И продолжает: "Но пусть он делает как ему угодно, я же - совсем напротив. Я, может быть, единственный человек во всей природе, который любит истину и искренно желает добра. Я был при том, когда умершее на кресте Слово восходило на небо, неся на персях Своих душу распятого одесную разбойника, я слышал радостные взвизги херувимов, поющих и вопиющих "осанна", и громовой вопль восторга серафимов, от которых потряслось небо и все мироздание. И вот, клянусь же всем, что есть свято, я хотел примкнуть к хору и крикнуть со всеми "осанна"! Уже слетало, уже рвалось из груди... я ведь, ты знаешь, я очень чувствителен и художественно восприимчив. Но здравый смысл, - о, самое несчастное свойство моей природы, - удержал меня и тут в должностных границах, и я пропустил мгновение! Ибо что же, подумал я в ту минуту, что же бы вышло из моей "осанны"? Тотчас бы все угасло на свете, и не стало бы случаться никаких происшествий. И вот единственно по долгу службы и по социальному моему положению я принужден был задавить в себе хороший момент и остаться при пакости. Честь добра кто-то берет всю себе, а мне оставлены в удел только пакости... Почему изо всех существ в мире только лишь я обречен на проклятия?.. Я ведь знаю, тут есть секрет, но секрет мне ни за что не хотят открыть, потому что я, пожалуй, тогда, догадавшись в чем дело, рявкну "осанну", и тотчас исчезнет необходимый минус и начнется во всем мире благоразумие, а с ним, разумеется, и конец всему... Я ведь знаю, что в конце концов я помирюсь, дойду и я мой квадриллион, и узнаю секрет. Но пока это произойдет, будирую, и скрепя сердце, исполняю мое назначение: губить тысячи, чтобы спасся один. Сколько, например, надо было погубить душ и опозорить честных репутаций, чтобы получить одного только праведного Иова, на котором меня так зло поддели во время оно! Нет, пока не открыт секрет, для меня существуют две правды: одна тамошняя, ихняя, мне пока совсем не известная, а другая моя. И еще не известно, какая будет почище..." [222]
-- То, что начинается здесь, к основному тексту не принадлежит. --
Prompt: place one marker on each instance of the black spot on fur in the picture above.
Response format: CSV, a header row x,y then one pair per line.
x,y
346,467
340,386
В этой необычной апологетике и в этом странном обосновании неприятия Христа так много мыслей самого Ивана, что человек вопрошает в сомнении: где кончается кошмарный посетитель и начинается Иван, что тут от посетителя, а что от Ивана, может ли быть проведена ясная и четкая граница между одним и другим? В одном не приходится сомневаться: все, что говорит кошмарный посетитель, может быть близко только тому, в ком Иванова философия неприятия Христа находит отклик, в том, кто осмысливает ее самосознанием Ивана, в том, кто эту философию анализировал в развитии от начала до конца, и не только осмысливал и анализировал, но сам активно участвовал в создании этой философии.

"Здравый смысл", а это значит здравый ум, евклидов ум, и есть та несчастная особенность, которая не дает Ивану и его кошмарному посетителю принять Христа, поверить в Него как в Бога и Логос мира. Но Ивана в особенности беспокоит и причиняет ему боль то, что кошмарный посетитель бессовестно и дерзко влезает в самые сокровенные уголки его души. Из-за этого он с грустью, сердито и беспомощно укоряет своего посетителя: "Все, что ни есть глупого в природе моей, давно уже пережитого, перемолотого в уме моем, отброшенного как падаль, - ты же мне подносишь, как какую-то новость" [223].